Both kennels have larger sled dogs that weigh around 70-100 pounds, compared to racing sled dogs that weigh around 25-40 pounds less. Jenna Jonas said the last three puppies she and her family have taken in were from the park kennel and they are also planning to breed one of their female dogs with a Denali male this summer.

“They have the same breeding goals and…they use their dogs for similar things, so we can kind of report back and say, ‘OK, you know, this dog is doing really well at blazing the trail, but it’s is still really immature,” Jonas said. “It’s really fun to compare the different litters.”

The large sled dog community is niche in Alaska, and fewer people are interested in big dogs, Tomeo and Jonas said.

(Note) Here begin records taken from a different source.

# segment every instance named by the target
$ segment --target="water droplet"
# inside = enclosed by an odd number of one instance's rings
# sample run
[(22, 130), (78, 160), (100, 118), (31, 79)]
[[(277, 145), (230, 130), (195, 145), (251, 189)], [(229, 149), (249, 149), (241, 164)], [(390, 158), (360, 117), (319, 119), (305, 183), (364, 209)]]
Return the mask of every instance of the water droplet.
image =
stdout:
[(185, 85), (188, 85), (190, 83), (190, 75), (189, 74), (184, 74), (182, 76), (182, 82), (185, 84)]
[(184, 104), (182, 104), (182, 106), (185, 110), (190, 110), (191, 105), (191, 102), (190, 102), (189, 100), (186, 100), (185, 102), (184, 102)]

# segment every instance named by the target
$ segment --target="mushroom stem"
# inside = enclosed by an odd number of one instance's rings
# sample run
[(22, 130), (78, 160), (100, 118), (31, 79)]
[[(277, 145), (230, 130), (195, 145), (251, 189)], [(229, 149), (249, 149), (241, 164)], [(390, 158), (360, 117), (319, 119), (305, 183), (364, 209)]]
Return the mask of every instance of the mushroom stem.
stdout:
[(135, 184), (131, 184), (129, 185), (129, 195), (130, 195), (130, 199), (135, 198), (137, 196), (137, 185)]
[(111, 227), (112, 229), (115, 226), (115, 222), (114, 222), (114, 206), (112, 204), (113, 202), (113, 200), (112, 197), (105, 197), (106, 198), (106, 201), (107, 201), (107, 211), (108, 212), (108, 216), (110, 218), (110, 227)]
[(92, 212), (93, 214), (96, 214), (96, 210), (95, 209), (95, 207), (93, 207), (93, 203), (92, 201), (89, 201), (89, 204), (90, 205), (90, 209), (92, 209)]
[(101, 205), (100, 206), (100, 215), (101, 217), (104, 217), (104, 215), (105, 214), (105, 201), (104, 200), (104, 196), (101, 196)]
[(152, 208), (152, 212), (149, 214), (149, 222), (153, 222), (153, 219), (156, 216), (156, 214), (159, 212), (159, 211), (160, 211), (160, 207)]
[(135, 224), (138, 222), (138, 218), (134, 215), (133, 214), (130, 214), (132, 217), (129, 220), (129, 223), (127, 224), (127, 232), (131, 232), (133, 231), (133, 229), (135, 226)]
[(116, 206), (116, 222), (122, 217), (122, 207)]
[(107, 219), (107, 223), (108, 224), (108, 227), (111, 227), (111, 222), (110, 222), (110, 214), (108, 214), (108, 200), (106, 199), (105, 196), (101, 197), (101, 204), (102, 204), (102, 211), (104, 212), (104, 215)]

But looking to the next hundred years, Tomeo is confident that the Denali Kennel and its dogs will continue the work they have done over the past century.

“I think, you know, the buses will probably run on a different fuel,” he said. “But I think as long as the American public can still appreciate wild places…we’ll have those areas where we prevent mechanized travel as best we can.”

Last week, he and six of Denali’s newest puppies — along with seven adult dogs — hiked 7 1/2 miles through the state park to Sanctuary River.

Tomeo gave the puppies directions using the commands “gee” and “haw,” but often the lines got tangled. “It’s like trying to get a group of kindergartners to do something in sync,” he said.

On their last overnight trip, the 7-month-old puppies slept through the night and improved dramatically.

“By next fall,” Tomeo said, “they’ll be running with all the adults.”